Merkel is by no means alone in rejecting Ankara's request to hold a referendum on death penalty on German soil for some 1.4 million Turkish legitimate voters, by far the largest Turkish diaspora community in the world. She received support even from Martin Schulz, the leader of the Social Democratic Party and her main challenger in September elections.
"We cannot allow voting in Germany on an instrument that contradicts our values and our constitution,” Schulz said.
Turkey has attempted to become part of the EU for decades. Formal EU accession negotiations, however, began in 2005. The process has been mired in problems, and only 16 chapters of the 35-chapter accession procedure have been opened for Ankara so far.

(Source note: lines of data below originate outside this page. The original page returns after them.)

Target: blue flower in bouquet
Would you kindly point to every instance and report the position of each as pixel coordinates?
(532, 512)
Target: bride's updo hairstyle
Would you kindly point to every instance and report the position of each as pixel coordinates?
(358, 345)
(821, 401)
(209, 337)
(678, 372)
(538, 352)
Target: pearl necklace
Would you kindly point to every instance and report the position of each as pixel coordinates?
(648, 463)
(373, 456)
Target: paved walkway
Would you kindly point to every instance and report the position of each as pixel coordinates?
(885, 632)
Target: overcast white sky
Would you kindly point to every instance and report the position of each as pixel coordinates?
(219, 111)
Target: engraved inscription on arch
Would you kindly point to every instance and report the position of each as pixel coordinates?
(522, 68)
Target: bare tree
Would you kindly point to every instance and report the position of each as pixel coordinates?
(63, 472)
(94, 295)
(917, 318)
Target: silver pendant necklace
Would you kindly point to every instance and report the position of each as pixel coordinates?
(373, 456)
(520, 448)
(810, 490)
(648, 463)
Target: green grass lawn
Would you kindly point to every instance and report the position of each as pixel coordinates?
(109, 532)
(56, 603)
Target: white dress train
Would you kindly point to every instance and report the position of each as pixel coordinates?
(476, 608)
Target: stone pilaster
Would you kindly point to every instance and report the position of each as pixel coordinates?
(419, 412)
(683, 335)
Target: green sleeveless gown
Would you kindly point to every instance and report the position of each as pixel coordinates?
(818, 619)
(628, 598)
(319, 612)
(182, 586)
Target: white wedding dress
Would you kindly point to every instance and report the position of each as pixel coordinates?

A month ahead of Turkey's April 16 referendum, Germany blocked campaign events by Turkish ministers, generating an unprecedented row between Ankara and Berlin. The EU also expressed its deep concern over the outcome of the plebiscite, weeks before voting.
Berlin, however, allowed the Turkish citizens in Germany to take part in the constitutional referendum, in which Erdogan's ‘Yes’ campaign won by a very low margin. Erdogan declared victory in the vote, but opponents said the referendum was deeply flawed.
Relations between Ankara and the European Union have further deteriorated following the coup attempt of mid-July 2016 against Erdogan, which Ankara claims to have been organized by US-based cleric Fethullah Gulen. The EU has censured the large-scale imprisonment and dismissals of people in the wake of the failed coup.